Come si legge sul sito dell’Associazione italiana progeria Sammy Basso onlus, la Progenia è causata da una mutazione puntuale in una delle due copie del gene LMNA presente nel Dna, che produce una proteina tossica chiamata progerina, da cui la malattia prende il nome. La progerina altera la struttura del nucleo cellulare, causando un rapido deterioramento delle cellule e, di conseguenza, dei tessuti e degli organi. 

La mutazione sporadica alla base di questa sindrome viene prodotta durante le prime fasi dello sviluppo embrionale. La progeria colpisce circa una persona ogni 18-20 milioni; nella storia della medicina si contano solo 140 casi di questa malattia. Secondo la Progeria Research Foundation, ci sono solo 18 pazienti noti e vivi in tutti gli Stati Uniti. 

 

Ad eccezione delle cellule del sistema nervoso, dove la lamina A non è espressa, e dunque nemmeno la progerina, ogni cellula del corpo di una persona con progeria si trova ad essere malfunzionante, influenzando così quelle vicine ed andando a formare dei tessuti malati e di per sé più deboli. Quanto l’accumulo di progerina sia a livello molecolare pesante, lo si può vedere anche nei sintomi che la progeria provoca nel corpo nel suo complesso.  

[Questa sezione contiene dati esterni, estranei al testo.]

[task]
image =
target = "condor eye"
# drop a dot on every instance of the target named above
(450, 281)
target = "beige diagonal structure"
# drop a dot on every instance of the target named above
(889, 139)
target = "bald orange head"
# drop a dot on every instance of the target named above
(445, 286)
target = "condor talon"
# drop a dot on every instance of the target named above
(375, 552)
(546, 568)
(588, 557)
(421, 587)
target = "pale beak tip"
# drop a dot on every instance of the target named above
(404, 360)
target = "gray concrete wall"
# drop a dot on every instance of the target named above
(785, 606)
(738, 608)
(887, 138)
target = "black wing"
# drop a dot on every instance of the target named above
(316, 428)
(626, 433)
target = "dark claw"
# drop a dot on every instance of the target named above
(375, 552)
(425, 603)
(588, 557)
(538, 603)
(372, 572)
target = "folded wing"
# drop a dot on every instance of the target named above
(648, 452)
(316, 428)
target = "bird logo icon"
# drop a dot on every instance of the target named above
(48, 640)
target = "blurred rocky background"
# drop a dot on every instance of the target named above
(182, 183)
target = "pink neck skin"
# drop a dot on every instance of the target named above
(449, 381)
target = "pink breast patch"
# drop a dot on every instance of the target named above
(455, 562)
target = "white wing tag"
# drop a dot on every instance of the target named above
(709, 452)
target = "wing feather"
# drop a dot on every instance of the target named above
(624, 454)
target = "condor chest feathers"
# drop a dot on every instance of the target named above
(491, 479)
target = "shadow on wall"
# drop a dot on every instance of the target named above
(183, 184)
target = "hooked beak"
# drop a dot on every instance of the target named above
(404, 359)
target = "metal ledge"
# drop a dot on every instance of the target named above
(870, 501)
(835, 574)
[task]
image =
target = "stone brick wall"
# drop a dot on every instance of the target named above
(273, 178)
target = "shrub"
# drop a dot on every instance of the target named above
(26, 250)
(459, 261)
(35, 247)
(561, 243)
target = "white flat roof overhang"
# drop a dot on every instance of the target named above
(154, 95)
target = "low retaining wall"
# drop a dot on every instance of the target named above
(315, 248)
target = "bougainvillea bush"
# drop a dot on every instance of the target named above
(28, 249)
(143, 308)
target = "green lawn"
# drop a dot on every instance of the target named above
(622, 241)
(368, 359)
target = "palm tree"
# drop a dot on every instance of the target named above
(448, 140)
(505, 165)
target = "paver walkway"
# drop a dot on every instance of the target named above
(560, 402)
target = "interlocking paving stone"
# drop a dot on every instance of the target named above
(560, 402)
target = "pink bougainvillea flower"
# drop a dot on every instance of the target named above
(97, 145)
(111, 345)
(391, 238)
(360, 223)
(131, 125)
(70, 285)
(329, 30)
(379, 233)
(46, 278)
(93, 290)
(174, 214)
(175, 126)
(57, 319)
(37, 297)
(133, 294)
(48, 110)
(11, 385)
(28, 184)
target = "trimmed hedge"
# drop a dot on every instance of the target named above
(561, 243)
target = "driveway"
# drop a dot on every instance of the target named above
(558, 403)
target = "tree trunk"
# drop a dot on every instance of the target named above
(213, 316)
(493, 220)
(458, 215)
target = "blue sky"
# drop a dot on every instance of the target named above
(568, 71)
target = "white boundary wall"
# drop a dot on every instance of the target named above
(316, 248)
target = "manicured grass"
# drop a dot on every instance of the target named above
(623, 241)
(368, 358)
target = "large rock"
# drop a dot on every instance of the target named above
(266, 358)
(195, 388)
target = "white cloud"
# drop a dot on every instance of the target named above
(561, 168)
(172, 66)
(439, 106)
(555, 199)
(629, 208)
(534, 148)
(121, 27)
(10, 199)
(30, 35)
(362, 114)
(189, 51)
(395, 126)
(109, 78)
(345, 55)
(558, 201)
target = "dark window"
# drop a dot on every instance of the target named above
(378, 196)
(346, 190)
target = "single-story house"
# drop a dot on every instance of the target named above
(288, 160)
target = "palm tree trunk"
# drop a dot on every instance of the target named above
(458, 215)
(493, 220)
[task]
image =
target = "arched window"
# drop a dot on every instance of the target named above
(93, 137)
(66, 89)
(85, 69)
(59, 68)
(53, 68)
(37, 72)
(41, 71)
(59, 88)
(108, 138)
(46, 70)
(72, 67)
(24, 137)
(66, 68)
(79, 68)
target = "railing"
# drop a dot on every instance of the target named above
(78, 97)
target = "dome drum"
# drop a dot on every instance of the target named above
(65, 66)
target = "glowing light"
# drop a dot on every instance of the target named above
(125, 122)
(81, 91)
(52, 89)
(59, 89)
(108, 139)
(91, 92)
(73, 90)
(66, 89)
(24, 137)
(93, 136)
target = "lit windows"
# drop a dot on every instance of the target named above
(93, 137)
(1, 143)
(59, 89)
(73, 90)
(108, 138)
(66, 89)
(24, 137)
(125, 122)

Le persone affette da progeria infatti, oltre ad avere un aspetto fisico peculiare, si trovano ad affrontare diversi sintomi quali problemi di osteoporosi, osteolisi e artrite; difetti alle capsule articolari (con conseguenti frequenti lussazioni di spalle ed anche); lipodistrofia generalizzata; ritardo nella crescita e nello sviluppo; anomalie della cute; alopecia e soprattutto problemi al cuore e ai vasi sanguigni quali occlusioni dei vasi principali, stenosi delle valvole cardiache, ictus, infarto e altri.  

Nel suo complesso, questa sintomatologia, porta a quello che è chiamato “invecchiamento precoce”, a causa della sua somiglianza con il normale invecchiamento fisiologico, con le quali ha però anche delle profonde differenze, con una conseguente riduzione della qualità della vita ed un’aspettativa di vita di soli 13,5 anni senza trattamenti.  

Attualmente sono solo 130 i casi di progeria classica (HGPS) riconosciuti nel mondo, di cui 4 in Italia. Questo numero è però sottodimensionato in quanto spesso è difficile rintracciare i casi di progeria, per lo più nei paesi del terzo mondo, ma a volte anche nei paesi più sviluppati. Le attuali stime sul numero reale di persone affette di progeria al mondo si aggirano attorno ai 350 casi. 

 

Un piccolo gruppo di accademici e scienziati governativi, tra cui il dottor Francis Collins, ex direttore dei National Institutes of Health, sta lavorando (senza alcuna finalità di lucro) per fermare la progeria con una innovativa tecnica di editing genetico. 

Non solo: i ricercatori affermano che se risulterà efficace nel rallentare o fermare la progeria, questo metodo potrebbe anche aiutare a curare altre malattie genetiche rare che ad ora hanno suscitato poco interesse da parte delle case farmaceutiche. 

Il progetto di editing genetico “è meritevole, ma anche rischioso” ha dichiarato il dottor Kiran Musunuru, ricercatore di editing genetico all’Università della Pennsylvania, che avverte: sebbene l’editing abbia funzionato bene nei topi, non c’è garanzia che funzioni nei pazienti umani. Intanto, il momento della verità si avvicina.